Klüger überwachen
§ 80 Abs. 1 Nr. 1 BetrVG beschreibt eine zentrale Daueraufgabe des Betriebsrats. Er muss darüber wachen, dass die zugunsten der Arbeitnehmer geltenden Gesetze, Verordnungen, Unfallverhütungsvorschriften, Tarifverträge und Betriebsvereinbarungen tatsächlich eingehalten werden. In der Praxis bedeutet das, regelmäßig zu prüfen, ob vereinbarte Regeln nicht nur auf dem Papier stehen, sondern im Arbeitsalltag auch umgesetzt werden. Diese Kontrolle ist wichtig, aber oft zeitaufwendig – besonders dann, wenn viele Unterlagen, Regelwerke oder Einzelfälle berücksichtigt werden müssen. Genau hier kann KI unterstützen.
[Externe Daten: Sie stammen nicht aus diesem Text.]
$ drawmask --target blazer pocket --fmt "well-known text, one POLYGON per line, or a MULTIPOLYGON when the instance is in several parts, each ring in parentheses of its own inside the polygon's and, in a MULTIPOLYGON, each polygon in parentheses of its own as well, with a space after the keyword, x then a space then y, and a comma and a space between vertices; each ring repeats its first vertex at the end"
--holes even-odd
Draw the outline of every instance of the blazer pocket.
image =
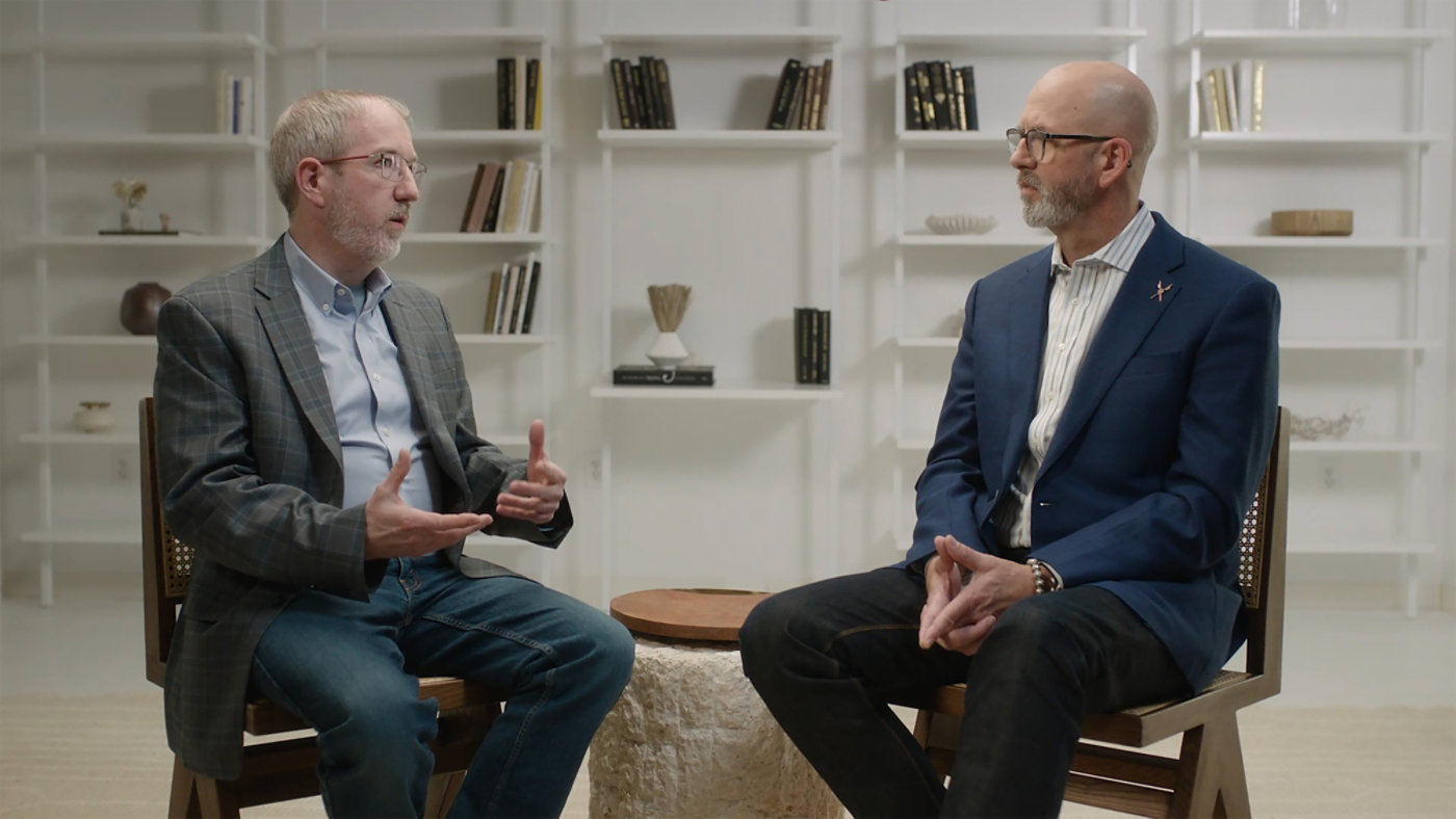
POLYGON ((1123 378, 1176 372, 1182 369, 1184 358, 1182 351, 1137 355, 1128 359, 1127 367, 1123 368, 1123 378))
Sie kann große Textmengen vorsortieren, auffällige Formulierungen markieren und Hinweise darauf geben, welche Stellen das Gremium genauer prüfen sollte. Die Bewertung bleibt weiterhin Aufgabe des Betriebsrats. Die KI kann aber helfen, schneller einen Überblick zu gewinnen und mögliche Problemstellen gezielter in den Blick zu nehmen.
Regelwerke im Abgleich
Ändert sich ein Tarifvertrag, müssen auch interne Richtlinien, Arbeitsanweisungen und bestehende Betriebsvereinbarungen neu geprüft werden. Sie müssen im Licht der geänderten Regelung gelesen und daraufhin überprüft werden, ob sie noch passen oder angepasst werden müssen. Bei mehreren hundert Seiten Regelwerk kann eine solche Aufgabe schnell unübersichtlich werden und im Arbeitsalltag leicht untergehen. KI kann hier unterstützen, indem sie zwei Textfassungen miteinander vergleicht, abweichende oder veraltete Formulierungen markiert und eine Übersicht der Stellen erstellt, die das Gremium genauer prüfen sollte.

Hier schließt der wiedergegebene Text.